La vieja y las flores



Ella vende color, alegría,  juventud y vida. Vende flores perecederas. Desde su ancianidad rugosa ofrece en un ramillete toda la explosión de la primavera, como si en su mano se hubiera detenido de repente el tiempo de las risas y los brincos, los sueños y sobresaltos de su adolescencia allá en la plaza del pueblo, cuando el viento jugaba con sus cabellos y los ojos de los mozos la perseguían golosos como a un fruto turgente. El primer piropo, el rubor de un requiebro, la emoción de un beso en la oscuridad.
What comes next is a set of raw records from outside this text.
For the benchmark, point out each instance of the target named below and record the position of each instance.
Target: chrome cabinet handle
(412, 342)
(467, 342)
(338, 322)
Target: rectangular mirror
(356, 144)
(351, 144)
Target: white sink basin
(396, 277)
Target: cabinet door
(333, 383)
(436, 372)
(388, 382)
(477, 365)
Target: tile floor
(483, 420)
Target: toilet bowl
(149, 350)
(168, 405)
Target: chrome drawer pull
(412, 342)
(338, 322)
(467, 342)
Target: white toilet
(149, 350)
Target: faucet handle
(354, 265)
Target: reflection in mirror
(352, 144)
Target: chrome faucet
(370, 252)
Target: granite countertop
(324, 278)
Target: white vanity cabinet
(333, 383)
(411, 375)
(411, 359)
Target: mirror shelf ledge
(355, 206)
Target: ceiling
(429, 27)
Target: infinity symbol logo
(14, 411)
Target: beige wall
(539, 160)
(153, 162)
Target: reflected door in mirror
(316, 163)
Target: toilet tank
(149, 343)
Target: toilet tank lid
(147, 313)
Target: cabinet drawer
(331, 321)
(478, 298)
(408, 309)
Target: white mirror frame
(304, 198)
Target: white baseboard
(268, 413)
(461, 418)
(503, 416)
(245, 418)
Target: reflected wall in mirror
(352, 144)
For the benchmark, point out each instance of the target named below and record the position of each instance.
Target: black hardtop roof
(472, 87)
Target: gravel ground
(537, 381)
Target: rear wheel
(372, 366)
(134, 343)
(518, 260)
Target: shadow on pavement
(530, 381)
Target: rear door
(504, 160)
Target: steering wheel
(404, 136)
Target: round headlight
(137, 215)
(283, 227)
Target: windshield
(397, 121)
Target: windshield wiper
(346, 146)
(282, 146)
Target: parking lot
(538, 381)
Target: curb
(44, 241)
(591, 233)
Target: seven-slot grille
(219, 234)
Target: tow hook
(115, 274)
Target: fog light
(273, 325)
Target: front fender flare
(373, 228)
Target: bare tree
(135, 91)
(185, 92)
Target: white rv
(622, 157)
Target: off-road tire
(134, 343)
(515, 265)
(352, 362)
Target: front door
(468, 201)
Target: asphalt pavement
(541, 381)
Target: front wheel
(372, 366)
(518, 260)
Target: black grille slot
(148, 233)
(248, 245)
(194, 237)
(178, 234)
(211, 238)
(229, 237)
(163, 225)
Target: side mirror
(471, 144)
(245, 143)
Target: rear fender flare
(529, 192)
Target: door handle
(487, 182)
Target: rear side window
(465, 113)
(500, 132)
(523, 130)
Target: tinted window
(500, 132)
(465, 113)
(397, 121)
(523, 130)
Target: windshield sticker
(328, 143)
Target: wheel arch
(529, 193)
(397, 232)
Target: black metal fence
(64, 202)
Flores que fueron frutos de hijos y sudores de trabajo para criarlos y esperas al marido al regreso de la siega, y lágrimas tragadas tras su pérdida. ¿Dónde están ahora esas flores huidas? ¿Quién le devolverá aquella lozanía, aquel amor, aquel vivir de estreno? En la apariencia se diría que no le queda nada, que todo se lo ha arrebatado el implacable paso del tiempo. Pero, cuando cierra sus ojos, sabe que las flores de su alma permanecen intactas, frescas como el primer día. Sabe que se ha vuelto más transparente y que su amor entreve el otro lado de este fluir de la belleza. Que el verdadero jardín no muere porque palpita dentro.